Three out of four trains leave on time, with more people on or waiting for them than last year.

More people were switching to public transport GWRC manager of rail operations, Angus Gabara told the council’s Wairarapa committee which met at Carterton Event Centre on Wednesday.

A report presented at the meeting said that in the year ending April this year, 632,119 people used the service – a 3.4 per cent increase.

Chairwoman of the committee Adrienne Staples said the numbers made her smile – as it proved the region was growing.

Data from the report showed that peak time punctuality, at 74.3 per cent, had improved.

“While still not the level of performance we would like to see, it is the highest for 12 months,” Mr Gabara said.

He told the committee that any increase in frequency of the service would put a strain on the infrastructure.
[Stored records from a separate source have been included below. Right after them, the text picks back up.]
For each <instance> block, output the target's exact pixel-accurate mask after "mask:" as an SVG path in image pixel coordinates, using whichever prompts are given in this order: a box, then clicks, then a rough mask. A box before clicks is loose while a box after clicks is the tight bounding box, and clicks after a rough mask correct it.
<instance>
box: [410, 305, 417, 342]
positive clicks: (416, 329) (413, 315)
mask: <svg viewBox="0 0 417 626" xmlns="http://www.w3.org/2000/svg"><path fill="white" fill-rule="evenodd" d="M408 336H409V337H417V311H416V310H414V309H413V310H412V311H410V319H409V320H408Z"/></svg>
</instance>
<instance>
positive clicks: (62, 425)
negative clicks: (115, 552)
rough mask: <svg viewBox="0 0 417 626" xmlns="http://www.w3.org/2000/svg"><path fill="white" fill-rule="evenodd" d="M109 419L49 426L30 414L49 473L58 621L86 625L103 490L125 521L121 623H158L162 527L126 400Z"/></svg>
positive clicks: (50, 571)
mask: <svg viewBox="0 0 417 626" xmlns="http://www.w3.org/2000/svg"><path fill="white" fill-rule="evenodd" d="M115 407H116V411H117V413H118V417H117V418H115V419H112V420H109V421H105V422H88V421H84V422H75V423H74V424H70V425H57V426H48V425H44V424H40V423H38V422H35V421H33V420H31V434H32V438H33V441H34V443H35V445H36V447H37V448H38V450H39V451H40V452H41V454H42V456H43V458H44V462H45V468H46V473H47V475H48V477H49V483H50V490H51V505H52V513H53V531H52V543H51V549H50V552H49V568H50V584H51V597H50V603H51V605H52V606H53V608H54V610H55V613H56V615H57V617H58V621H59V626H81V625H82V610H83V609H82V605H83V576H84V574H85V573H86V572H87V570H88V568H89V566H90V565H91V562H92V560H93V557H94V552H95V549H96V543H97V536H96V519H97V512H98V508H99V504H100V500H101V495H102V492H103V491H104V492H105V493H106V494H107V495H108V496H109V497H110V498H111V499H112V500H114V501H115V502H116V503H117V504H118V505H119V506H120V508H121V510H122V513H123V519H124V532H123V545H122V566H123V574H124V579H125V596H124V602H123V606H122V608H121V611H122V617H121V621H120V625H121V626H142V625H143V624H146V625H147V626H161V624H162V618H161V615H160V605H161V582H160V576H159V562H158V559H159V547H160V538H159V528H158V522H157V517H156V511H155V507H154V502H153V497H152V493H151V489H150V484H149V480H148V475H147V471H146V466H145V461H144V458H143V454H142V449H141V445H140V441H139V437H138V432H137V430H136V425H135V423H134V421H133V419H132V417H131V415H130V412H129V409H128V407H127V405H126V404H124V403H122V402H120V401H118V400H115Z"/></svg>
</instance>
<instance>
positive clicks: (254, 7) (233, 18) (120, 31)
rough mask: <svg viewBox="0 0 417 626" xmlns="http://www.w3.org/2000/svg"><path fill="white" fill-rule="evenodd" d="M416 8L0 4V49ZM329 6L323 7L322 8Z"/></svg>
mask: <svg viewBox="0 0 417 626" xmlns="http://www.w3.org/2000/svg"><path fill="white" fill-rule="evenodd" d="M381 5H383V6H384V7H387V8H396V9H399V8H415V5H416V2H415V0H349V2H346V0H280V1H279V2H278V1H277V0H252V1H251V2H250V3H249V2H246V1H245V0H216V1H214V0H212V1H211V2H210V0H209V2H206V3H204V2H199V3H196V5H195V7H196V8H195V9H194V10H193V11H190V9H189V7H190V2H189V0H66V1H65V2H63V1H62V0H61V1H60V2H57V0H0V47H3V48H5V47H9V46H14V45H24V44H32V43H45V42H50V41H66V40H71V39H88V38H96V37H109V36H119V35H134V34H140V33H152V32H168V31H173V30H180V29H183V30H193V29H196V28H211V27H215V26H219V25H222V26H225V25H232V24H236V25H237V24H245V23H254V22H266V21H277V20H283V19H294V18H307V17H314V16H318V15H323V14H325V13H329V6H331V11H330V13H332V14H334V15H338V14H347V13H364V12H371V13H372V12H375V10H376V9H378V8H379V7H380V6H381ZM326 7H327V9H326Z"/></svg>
More trains running would not stress the track, rather, it would mean less time to maintain it.

He said adding a ninth carriage to the train would help, but they could not keep adding to an already lengthy train. “We’re pushing it at nine.”

Carterton Mayor John Booth said there was no point in a nine-carriage train if the track was not up to scratch.

Committee members heard GWRC had been communicating with service users directly via Facebook community page, Wairarapa Commuters.

The page had about 1300 members – which was about the capacity of the train service, Mr Gabara said.

Online engagement involved notification of the nine-car train trial to solve capacity issues at peak travel times and polling on stopping patterns.

Thirty-nine per cent of about 170 responses were in favour of a train stopping at Masterton, Carterton, Featherston, Upper Hut and express to Wellington.

Thirty-four per cent were in favour of stops at Masterton, Carterton, Matarawa, Woodside, Featherston, Maymorn, Upper Hutt, Petone and Wellington.

Mr Gabara said they were the two options up for consideration.

He was not in favour of losing stops.

“There’s no need for a nine-car train if you’re not picking anyone up.”

South Wairarapa councillor Colin Wright had concerns over online consultation missing people who were less tech-savvy.

“I know a heck of a lot who don’t use Facebook – or have left of late,” he said.

Mr Gabara allayed concerns saying traditional methods of consultation were still in place, including posters on the train.

Mr Wright said he recently rode a high-speed bullet train in Japan capable of travelling distances upward of 600km and arriving on time.

He found the system remarkable.

Mrs Staples weighed in, saying Japan’s rail was incredibly punctual and precise.

Kahungunu ki Wairarapa representative on the committee, Nelson Rangi, tempered expectations.

“I would hate to go 300km/h on this track.”